Pemerintah Diminta Relaksasi Sejumlah Kebijakan Konstruksi

Dipublikasikan oleh Wanda Adiati, S.E.

15 Juli 2022, 15.33

Ilustrasi (Tribun News)

Gabungan Pelaksana Konstruksi Nasional (Gapensi) meminta pemerintah memberikan sejumlah relaksasi kebijakan yang berkaitan dengan sektor konstruksi.

Gapensi menilai terbitnya Undang-Undang No 11 Tahun 2020 tentang Cipta Kerja beserta turunannya, memberatkan pelaku jasa konstruksi.

Hal ini disampaikan Ketua BPP Gapensi Iskandar Z Hartawi dalam acara Musyawarah Nasional Khusus (Munasus) dan Musyawarah Kerja Nasional (Mukernas) Gapensi (M2G) 2022, Sabtu (22/01/2022).

"Kendala dari anggota kami yaitu Peraturan Pemerintah (PP) Nomor 5 tahun 2021 tentang Penyelenggaraan Perizinan Berusaha Berbasis Risiko, memberatkan pelaku jasa konstruksi," ujar Iskandar.

Hal ini mengingat selama hampir dua tahun ini pelaksana jasa konstruksi nasional mengalami perlambatan yang berakibat pada turunnya pendapatan.

Gapensi juga berharap pemerintah dapat mempertimbangkan untuk membuka ruang kebijakan lain dalam rangka penurunan peserta sertifikasi badan usaha.

"Pemenuhan sertifikasi badan usaha ini juga tentang PP No 5 tahun 2021," ucapnya.

Khususnya bagi UMKM konstruksi sekaligus memberikannya porsi pada proyek-proyek pemerintah, karena akan menjadi salah satu faktor pertumbuhan perekonomian nasional.

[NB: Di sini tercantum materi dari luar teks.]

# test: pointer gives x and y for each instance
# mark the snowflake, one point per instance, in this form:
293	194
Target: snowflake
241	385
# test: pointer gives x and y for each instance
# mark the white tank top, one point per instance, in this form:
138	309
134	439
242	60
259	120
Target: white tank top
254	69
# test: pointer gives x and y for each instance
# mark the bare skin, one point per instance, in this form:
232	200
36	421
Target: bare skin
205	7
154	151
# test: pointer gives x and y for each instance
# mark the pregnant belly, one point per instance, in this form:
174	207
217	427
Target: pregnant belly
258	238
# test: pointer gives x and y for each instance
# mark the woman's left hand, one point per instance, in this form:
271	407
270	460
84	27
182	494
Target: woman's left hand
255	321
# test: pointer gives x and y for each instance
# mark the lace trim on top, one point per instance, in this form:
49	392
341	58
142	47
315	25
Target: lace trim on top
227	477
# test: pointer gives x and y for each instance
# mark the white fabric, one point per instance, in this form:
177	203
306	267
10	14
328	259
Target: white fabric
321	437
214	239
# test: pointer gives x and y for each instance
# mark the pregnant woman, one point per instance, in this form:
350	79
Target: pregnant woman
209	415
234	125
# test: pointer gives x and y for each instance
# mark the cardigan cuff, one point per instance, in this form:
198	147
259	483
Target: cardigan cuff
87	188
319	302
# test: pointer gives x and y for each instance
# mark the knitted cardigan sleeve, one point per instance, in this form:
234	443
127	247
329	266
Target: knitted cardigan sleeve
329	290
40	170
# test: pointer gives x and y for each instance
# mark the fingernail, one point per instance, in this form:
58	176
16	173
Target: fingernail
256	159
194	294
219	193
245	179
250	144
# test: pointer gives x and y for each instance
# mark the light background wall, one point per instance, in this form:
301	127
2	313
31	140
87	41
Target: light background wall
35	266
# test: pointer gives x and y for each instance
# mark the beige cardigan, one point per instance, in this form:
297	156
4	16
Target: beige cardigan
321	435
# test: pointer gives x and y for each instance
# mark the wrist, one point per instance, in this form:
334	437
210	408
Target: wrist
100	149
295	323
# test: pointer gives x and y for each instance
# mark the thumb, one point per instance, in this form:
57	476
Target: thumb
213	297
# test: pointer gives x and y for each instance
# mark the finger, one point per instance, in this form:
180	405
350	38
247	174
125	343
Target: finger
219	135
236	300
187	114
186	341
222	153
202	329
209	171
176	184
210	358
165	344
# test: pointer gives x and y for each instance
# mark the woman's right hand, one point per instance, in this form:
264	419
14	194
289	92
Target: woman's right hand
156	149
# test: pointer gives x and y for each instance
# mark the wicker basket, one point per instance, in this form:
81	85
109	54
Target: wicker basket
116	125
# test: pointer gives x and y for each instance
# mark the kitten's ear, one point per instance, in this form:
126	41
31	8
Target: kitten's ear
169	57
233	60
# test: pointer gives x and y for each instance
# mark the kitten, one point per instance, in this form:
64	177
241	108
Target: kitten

"Bagi anggota semua yang terlambat mengurus sertifikasi ini menjerit seluruh Indonesia, kenapa sudah lama, kenapa tidak seperti Lembaga Pengembangan Jasa Konstruksi (LPJK) yang lalu," imbuh Iskandar.

Kendati demikian, Gapensi tetap berupaya semaksimal mungkin, salah satunya sertifikasi badan usaha yakni Lembaga Sertifikasi Badan Usaha (LSBU) Gamana Krida Bhakti.

Sementara itu, Wakil Ketua Umum VI Gapensi Ruslan Rivai mengatakan, dalam Mukernas 2022 ini ada beberapa pokok pikiran yang selama ini menjadi tantangan bagi para kontraktor di daerah dan pusat.

Pokok pikiran tersebut antara lain mengenai relaksasi perizinan persyaratan Perizinan Berusaha Berbasis Risiko di sektor Pekerjaan Umum dan Perumahan Rakyat (PUPR).

Kemudian, relaksasi kebijakan pemerintah yang menetapkan harga terendah untuk proyek infrastuktur pemerintah.

Lalu, perlindungan bagi pangsa pasar usaha kecil dan menengah dengan melarang Badan Usaha Jasa Konstruksi (BUJK) yang memiliki subklasifikasi usaha dengan kualifikasi besar melakukan aktivitas usaha pada pangsa pasar kecil dan menengah.

Serta bantuan pembiayaan bagi pelaku jasa kontruksi nasional baik bank maupun non bank.

"Selain itu, kami juga menyatakan dukungan terkait sertifikasi para kontraktor untuk meningkatkan kompetensi pelaku usaha sektor jasa konstruksi," cetus Ruslan.

Pertimbangan relaksasi yang dimaksud Gapensi sejalan yang disampaikan oleh Ketua Umum Kamar Dagang dan Industri (Kadin) Indonesia Arsjad Rasjid.

Bahwa pemerintah perlu menerbitkan relaksasi terhadap persyaratan yang diatur dalam PP 5 tahun 2021 di sektor PUPR.

"Yaitu dengan menetapkan relaksasi persyaratan kemampuan pelaku usaha jasa kontruksi terhadap penjualan tahunan dari tiga tahun menjadi 10 tahun," ujar Arsjad.

Kemudian, ekuitas dari semula persubkalsifikasi usaha menjadi equitas badan usaha, sementara untuk tenaga kerja tetap per subklasifikasi menjadi tenaga kerja tetap per klasifikasi.

Selain itu, dia juga menilai perlu adanya perubahan penetapan harga penawaran penyedia jasa agar tidak berdasarkan harga terendah saja.

"Tetapi juga harus mempertimbangkan syarat dan mutu barang dan jasa," imbuhnya.